Let $H$ be a separable Hilbert space as desired. For simplicity assuming we are working over the real field. Then being an integral operator, we have $$ K: H\rightarrow H, (Kf)(x)=\int K(x,y)f(y)dy $$ Since $K$ is a symmetric compact operator, it is normal and can be diagonalized. Let us write its eigenvectors as $\phi_{j}$ with eigenvalue $\lambda_{j}$. Then we know $\phi_{j}$s span $H$. Thus $K$ can be defined alternatively by $$ \forall f=\sum a_{j}\phi_{j}, (K(\sum a_{j}\phi_{j}))(x)=\sum a_j \lambda_{j}\phi_{j}(x)=\int_{H} \sum\lambda_{j} \phi_{j}(x)\phi_{j}(y)(\sum a_{i}\phi_{i}(y))dy $$ where we normalized $\langle \phi_{i}, \phi_{j}\rangle=\delta_{ij}$. The equality holds because for each term we have $$ a_{i}\lambda_{j}\phi_{j}(x)\int_{H}\phi_{j}(y)\phi_{i}(y)dy=a_{i}\lambda_{j}\phi_{j}(x)\delta_{ij} $$ and this concludes the proof.

Answer 2

The following is a solution to part (c). One direction was proved in part (a). Therefore, I will only prove the other direction: assuming $\sum_{n = 1}^\infty |\lambda_n|^2 < \infty$, I will show that $T$ is a Hilbert-Schmidt operator (where $\lambda_n$ are the eigenvalues corresponding to some orthonormal basis of eigenvectors, such that $T(f) = \sum_{n = 1}^\infty \lambda_n \left<f, \varphi_n\right> \varphi_n$ for all $f \in L^2(\mathbb{R}^d)$).
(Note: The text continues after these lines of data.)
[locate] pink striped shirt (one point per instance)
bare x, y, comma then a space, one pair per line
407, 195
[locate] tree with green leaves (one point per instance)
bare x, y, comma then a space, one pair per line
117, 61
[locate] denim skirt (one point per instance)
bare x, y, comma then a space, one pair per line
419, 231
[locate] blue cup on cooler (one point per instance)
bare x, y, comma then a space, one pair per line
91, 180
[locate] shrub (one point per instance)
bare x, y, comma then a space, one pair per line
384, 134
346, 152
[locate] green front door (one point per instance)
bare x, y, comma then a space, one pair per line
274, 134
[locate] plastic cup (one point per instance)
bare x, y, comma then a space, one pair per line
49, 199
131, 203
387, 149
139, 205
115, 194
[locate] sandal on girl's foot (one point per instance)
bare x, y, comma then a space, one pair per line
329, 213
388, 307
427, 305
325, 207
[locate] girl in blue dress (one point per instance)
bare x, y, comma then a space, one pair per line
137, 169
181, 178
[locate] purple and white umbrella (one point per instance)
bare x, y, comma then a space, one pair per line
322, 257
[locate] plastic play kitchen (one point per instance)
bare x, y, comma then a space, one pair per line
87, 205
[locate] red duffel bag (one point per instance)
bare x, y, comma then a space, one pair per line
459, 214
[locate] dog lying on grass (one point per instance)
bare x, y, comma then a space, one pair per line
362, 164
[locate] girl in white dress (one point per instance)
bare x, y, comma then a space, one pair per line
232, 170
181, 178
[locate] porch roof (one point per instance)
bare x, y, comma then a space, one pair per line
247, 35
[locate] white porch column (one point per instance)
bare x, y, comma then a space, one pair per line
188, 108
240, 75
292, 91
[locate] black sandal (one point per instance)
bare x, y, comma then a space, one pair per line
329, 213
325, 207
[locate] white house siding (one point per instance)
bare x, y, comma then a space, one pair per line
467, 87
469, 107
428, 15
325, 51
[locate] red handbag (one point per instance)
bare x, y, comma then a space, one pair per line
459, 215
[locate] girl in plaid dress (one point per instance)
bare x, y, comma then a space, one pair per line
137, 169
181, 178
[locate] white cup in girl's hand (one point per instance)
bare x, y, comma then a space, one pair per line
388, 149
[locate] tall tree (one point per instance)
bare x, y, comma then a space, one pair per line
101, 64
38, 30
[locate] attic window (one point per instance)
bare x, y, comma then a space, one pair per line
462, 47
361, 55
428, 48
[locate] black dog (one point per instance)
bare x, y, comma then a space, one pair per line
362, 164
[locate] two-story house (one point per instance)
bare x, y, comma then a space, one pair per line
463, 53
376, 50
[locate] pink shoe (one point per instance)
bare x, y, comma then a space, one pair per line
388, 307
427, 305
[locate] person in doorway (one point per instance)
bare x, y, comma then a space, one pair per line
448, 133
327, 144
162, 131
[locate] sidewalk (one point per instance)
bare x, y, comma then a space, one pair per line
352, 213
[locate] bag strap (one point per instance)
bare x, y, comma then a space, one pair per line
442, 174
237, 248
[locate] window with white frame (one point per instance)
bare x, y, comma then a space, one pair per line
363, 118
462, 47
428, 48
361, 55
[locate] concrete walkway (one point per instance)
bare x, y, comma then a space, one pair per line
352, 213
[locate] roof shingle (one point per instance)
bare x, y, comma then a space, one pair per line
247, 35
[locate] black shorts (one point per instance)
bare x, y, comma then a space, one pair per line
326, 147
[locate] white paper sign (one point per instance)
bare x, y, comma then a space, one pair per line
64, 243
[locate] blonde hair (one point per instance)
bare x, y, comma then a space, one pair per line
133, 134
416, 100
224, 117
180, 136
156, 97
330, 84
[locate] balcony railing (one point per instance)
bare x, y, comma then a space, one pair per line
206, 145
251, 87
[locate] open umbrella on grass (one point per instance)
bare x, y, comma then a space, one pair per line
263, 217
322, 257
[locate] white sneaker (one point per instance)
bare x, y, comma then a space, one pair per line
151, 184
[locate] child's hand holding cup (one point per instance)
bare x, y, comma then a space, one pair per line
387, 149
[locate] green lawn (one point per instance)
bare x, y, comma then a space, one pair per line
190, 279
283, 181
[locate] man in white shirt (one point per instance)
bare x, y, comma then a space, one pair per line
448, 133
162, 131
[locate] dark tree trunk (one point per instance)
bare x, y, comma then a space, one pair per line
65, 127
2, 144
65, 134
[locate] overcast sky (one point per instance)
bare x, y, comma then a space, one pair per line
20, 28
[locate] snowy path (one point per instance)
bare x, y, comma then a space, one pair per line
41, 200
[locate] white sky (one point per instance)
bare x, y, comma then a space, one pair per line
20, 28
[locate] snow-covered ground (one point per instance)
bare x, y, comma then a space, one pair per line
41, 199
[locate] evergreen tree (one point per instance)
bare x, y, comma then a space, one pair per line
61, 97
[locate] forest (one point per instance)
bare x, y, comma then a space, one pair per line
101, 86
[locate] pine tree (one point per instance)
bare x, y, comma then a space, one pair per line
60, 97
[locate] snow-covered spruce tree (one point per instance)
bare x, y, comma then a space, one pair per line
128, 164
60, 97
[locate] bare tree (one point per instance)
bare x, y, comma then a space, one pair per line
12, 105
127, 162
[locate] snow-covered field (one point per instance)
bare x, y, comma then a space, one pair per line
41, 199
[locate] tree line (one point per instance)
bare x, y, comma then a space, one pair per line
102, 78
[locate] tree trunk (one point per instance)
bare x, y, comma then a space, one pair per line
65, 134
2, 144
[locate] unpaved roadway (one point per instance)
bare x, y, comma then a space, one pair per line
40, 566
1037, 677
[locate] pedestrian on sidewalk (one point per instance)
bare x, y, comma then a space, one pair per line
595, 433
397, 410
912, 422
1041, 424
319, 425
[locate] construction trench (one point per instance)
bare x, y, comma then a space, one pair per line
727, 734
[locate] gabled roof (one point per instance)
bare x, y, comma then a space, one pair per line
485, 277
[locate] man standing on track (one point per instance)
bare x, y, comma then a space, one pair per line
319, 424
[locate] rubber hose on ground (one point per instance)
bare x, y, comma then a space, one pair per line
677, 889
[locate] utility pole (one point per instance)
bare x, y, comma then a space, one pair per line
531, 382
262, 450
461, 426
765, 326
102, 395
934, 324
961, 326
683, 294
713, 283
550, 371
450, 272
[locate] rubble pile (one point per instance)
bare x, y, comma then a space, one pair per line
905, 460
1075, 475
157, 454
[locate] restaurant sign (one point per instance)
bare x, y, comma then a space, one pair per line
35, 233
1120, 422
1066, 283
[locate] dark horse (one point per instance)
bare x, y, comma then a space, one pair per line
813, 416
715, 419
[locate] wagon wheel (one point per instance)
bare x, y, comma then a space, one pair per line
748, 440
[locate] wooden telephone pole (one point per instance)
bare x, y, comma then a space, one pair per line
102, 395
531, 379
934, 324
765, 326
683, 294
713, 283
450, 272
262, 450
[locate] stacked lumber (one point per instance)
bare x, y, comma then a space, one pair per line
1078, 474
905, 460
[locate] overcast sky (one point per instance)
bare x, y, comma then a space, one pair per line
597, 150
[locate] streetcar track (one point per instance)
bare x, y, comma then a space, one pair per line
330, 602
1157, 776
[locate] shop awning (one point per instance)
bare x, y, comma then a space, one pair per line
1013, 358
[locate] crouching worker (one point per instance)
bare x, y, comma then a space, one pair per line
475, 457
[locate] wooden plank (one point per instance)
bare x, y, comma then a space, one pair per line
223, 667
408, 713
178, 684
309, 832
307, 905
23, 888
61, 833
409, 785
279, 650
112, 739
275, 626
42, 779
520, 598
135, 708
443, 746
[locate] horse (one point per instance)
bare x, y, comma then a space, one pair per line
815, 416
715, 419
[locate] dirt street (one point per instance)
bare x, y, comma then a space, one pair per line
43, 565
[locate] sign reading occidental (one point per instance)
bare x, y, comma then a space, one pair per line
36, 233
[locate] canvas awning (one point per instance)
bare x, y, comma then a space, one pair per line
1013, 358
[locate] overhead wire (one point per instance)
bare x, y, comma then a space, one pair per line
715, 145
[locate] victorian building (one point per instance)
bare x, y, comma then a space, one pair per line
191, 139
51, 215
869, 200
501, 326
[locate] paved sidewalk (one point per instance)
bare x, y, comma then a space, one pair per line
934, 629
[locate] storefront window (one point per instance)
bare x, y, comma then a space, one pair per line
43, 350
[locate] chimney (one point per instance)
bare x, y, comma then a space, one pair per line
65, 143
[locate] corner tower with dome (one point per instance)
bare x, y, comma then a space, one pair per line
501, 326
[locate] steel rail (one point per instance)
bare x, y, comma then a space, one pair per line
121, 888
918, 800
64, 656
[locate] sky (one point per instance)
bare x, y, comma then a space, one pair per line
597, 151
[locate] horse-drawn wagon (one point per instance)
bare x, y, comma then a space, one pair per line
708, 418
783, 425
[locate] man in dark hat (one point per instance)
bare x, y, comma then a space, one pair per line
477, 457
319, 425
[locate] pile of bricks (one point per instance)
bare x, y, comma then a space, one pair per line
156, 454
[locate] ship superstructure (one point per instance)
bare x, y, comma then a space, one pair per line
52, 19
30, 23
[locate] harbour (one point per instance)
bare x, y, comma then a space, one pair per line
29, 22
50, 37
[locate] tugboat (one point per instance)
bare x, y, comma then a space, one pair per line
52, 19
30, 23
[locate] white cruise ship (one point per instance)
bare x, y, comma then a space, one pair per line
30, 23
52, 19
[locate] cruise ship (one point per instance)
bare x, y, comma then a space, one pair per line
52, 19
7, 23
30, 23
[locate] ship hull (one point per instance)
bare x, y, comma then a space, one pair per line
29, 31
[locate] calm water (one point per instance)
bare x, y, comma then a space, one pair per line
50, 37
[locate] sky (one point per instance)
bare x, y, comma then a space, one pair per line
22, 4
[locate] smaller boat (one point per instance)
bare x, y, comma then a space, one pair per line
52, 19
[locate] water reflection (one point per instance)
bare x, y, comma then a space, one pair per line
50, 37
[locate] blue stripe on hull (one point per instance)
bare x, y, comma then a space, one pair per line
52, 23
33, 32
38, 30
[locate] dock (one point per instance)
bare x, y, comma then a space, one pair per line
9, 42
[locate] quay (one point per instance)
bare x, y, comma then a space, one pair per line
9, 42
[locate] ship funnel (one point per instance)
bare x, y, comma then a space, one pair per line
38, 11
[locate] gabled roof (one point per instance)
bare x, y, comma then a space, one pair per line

There is a natural isometry $\Psi$ from $L^2(\mathbb{R}^d\times \mathbb{R}^d)$ to $L^2(\mathbb{R}^d)\rightarrow L^2(\mathbb{R}^d)$, namely $\Psi(k) := T_k$, where $$ T_k(f) := \int_{\mathbb{R}^d}k(x,y)f(y)\,dy $$ Note that $\Psi(L^2(\mathbb{R}^d\times\mathbb{R}^d))$ is precisely the set of Hilbert-Schmidt operators.

Now, let $T \in L^2(\mathbb{R}^d) \rightarrow L^2(\mathbb{R}^d)$ be compact and symmetric. Since $L^2(\mathbb{R}^d\times \mathbb{R}^d)$ is complete and $\Psi$ is norm-preserving, $\Psi(L^2(\mathbb{R}^d\times\mathbb{R}^d))$ is complete. It suffices, therefore, to show that $T \in \overline{\Psi(L^2(\mathbb{R}^d\times\mathbb{R}^d))}$.

$T$ being compact and symmetric, by the spectral theorem there is an orthonormal basis of eigenvectors of $L^2(\mathbb{R}^d)$, $\varphi_n \in L^2(\mathbb{R}^d)$, with $\lambda_n$ being the eigenvalue corresponding to $\varphi_n$, such that for every $f \in L^2(\mathbb{R}^d)$, $$ T(f) = \sum_{n = 1}^\infty \lambda_n \left<f,\varphi_n\right>\varphi_n $$ We suppose that $\sum_{n = 1}|\lambda_n|^2 < \infty$.

For every $N \in \mathbb{N}_1$, define $$ T_N(f) := \sum_{n = 1}^N \lambda_n \left<f,\varphi_n\right>\varphi_n $$ We have $T_N = \Psi(k_N)$ with $$ k_N(x,y) := \sum_{n = 1}^N\lambda_n\phi_n(x)\overline{\phi_n(y)} $$ (recall that $\{\phi_k(x)\overline{\phi_m(y)}\}_{k,m \in \mathbb{N}_1}$ form a basis for $L^2(\mathbb{R}^d\times\mathbb{R}^d)$).

It remains to show: $\|T - T_N\| \underset{N \rightarrow \infty}{\longrightarrow} 0$. Let $f \in L^2(\mathbb{R}^d)$ with $\|f\| = 1$. Then $$ \begin{aligned} \|(T - T_n)(f)\|^2 & = \left\|\sum_{n = N+1}^\infty \lambda_n \left<f,\varphi_n\right>\varphi_n\right\|^2 \\ & = \sum_{n = N + 1}^\infty\left|\lambda_n \right|^2\left|\left<f,\varphi_n\right>\right|^2 \\ & \leq \sum_{n = N + 1}^\infty \left|\lambda_n\right|^2 \left\|f\right\|^2\left|\varphi_n\right\|^2 \\ & = \sum_{n = N + 1} \left|\lambda_n\right|^2 \end{aligned} $$ Therefore, since by assumption $\sum_{n = 1}^\infty \left|\lambda_n\right|^2 < \infty$, $\|T - T_N\| \underset{N \rightarrow \infty}{\longrightarrow} 0$, Q.E.D.